When advocates of the test are confronted with its seemingly obvious, rational shortcomings or the complete absence of peer-reviewed scientific studies in support of its usefulness, their response is often folksy. Stories pour forth about how people found it useful in resolving marital disputes over what time couples leave parties depending on who was an introvert or an extrovert.
Jeffrey Hayes, the chief executive of CPP, was typically folksy when asked by the Financial Times how its main earner has survived the onslaught of scientific skepticism. “The reason it endures is that people find its insights very valuable,” he said. “It helps them lead more productive and fulfilling lives.”
Recently, Annie Murphy Paul, returned to the subject of her 2004 book in a post titled: “I Tried To Kill Personality Tests. I Failed.”
In it she compares personality testing to the industries that have mushroomed around astrology or dream analysis, they are “slippery, often underground, hard to monitor or measure.”
Given the weight of dissenting views, she concludes that “the MBTI is a secular religion, and no amount of scientific evidence will dissuade its true believers.”
The genius of the MBTI and the reason it has survived the arrival of science and any number of rivals, is that it is steadfast in only telling us things we want to hear. The portraits that come with each four-letter string echo the signs of the zodiac in their vagueness but dodge even the gentle warnings embedded in astrology.
- ESFP – The Performer
People-oriented and fun-loving, they make things more fun for others by their enjoyment. Living for the moment, they love new experiences. They dislike theory and impersonal analysis. Interested in serving others. Likely to be the center of attention in social situations. Well-developed common sense and practical ability.

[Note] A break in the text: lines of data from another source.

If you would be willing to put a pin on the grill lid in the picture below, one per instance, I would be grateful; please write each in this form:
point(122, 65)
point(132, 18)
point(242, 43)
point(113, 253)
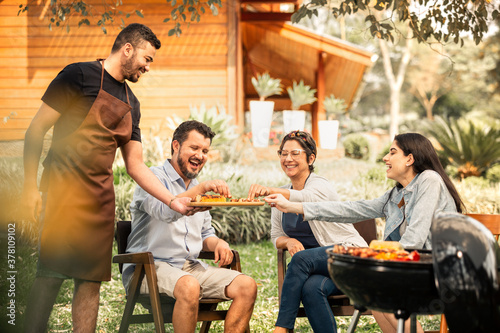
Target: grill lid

- ISTJ – The Duty Fulfiller
Serious and quiet, interested in security and peaceful living. Extremely thorough, responsible and dependable. Well-developed powers of concentration. Usually interested in supporting and promoting traditions and establishments. Well-organized and hard working, they work steadily towards identified goals. They can usually accomplish any task once they have set their mind to it.
If the MBTI was just a parlor game this would not matter. But it isn’t. In some instances it is used to decide which candidate will get a job or a promotion, or who gets to work on which project. “It gives people an inaccurate understanding of themselves,” Grant told the FT.
This, of course, is something that Jung himself would have warned. The problem is the same as it is with much widely-read business and self-help literature. Its popularity is based on the simplification of complex ideas, a process that is often based on misunderstanding. Neither Katharine nor Isabel understood what Jung was getting at in the first place.
He never meant to propose a system of easily identified personality types or permanent slots into which people could be slotted. “Every individual is an exception to the rule,” he wrote, and to “stick labels on people at first sight” is “nothing but a childish parlor game.”
If only Jung had written back to his biggest fan all those years ago.